Monsters like vampires also play into the Jungian idea of the shadow, the part of ourselves that we unconsciously hide or repress, kind of like a psychic blind spot, because it stands apart from our ego, or the way we would like to see ourselves.

“These movies … tickle our unconscious or they allow a part of us that we don’t give a lot of air time to to literally have air time on the screen in front of us,” Sharp says.

Portrait of William Sharp.
The concept of the vampire draws on age old ideas in psychology that might help explain why they are such enduring fictional figures, says William Sharp, a Northeastern University associate teaching professor in psychology. Photo by Alyssa Stone/Northeastern University

But movies are filled with monsters. Why has the vampire, specifically, persisted to the point where “Nosferatu” is once again hitting theaters in 2024?

Sharp argues that the vampire has always represented ideas –– repressed desire, sexuality, control –– that are both taboo and appealing, ideas about relationships that have not always been discussed openly. It’s not a coincidence that Robert Eggers’ new rendition of “Nosferatu” focuses on the idea of what happens when women are forced to repress their sexuality and positions the infamous Count Orlok as an obsessive lover.

Even the most integral part of vampiric lore –– that they need to bite a person to draw life and pass on their vampiric curse –– comes with inherent intimacy as well as danger. It plays into classic Freudian understandings of psychosexual development, Sharp says, including Melanie Klein’s idea of oral incorporation. 
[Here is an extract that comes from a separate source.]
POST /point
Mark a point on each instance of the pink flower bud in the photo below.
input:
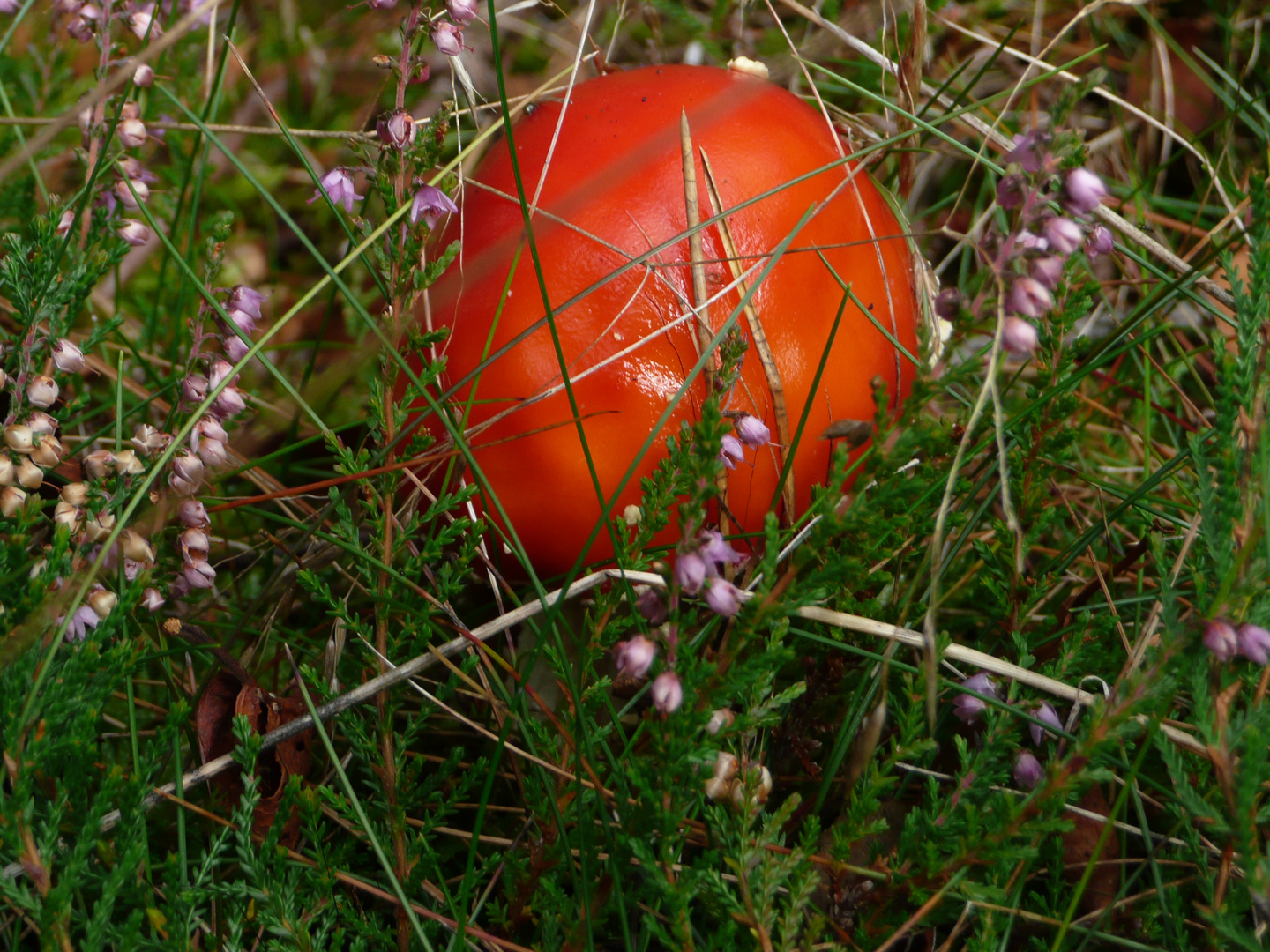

“[Klein] says that the infant’s mind knows that there’s a caregiver in the way that an infant would know that there’s a caregiver, but the caregiver eventually goes away,” Sharp says. “The infant is stuck with, ‘I don’t want my caregiver to go away. How do I get the caregiver [to be a part of] me?’ I do wonder if there’s not some really archaic kind of connection to the idea of the vampire bringing the other, in the form of blood, into them. In the lore, if you happen to get turned into a vampire, they own you.”

Unlike a zombie, which is mindless, or a werewolf, which is animalistic, a vampire is a creature sustained by relationships, just like humans. If the vampire is a constantly evolving symbol for societal fears, Sharp says it’s telling that this version of “Nosferatu” is coming out at a time when people, especially young people, are still figuring out how to reconnect after an isolating global pandemic.

“I wonder if it speaks to the desire for relationship and connection,” Sharp says. “Is there something in shifting the focus to a relationship as opposed to killing the bad guy, good over evil?”

“It isn’t just another vampire movie. It’s another vampire movie now because something from the unconscious is calling for it or receptive to it even,” Sharp adds. “What is it that’s calling Nosferatu out right now? Why is it here? I don’t think we can definitively know, but it’s a great question.”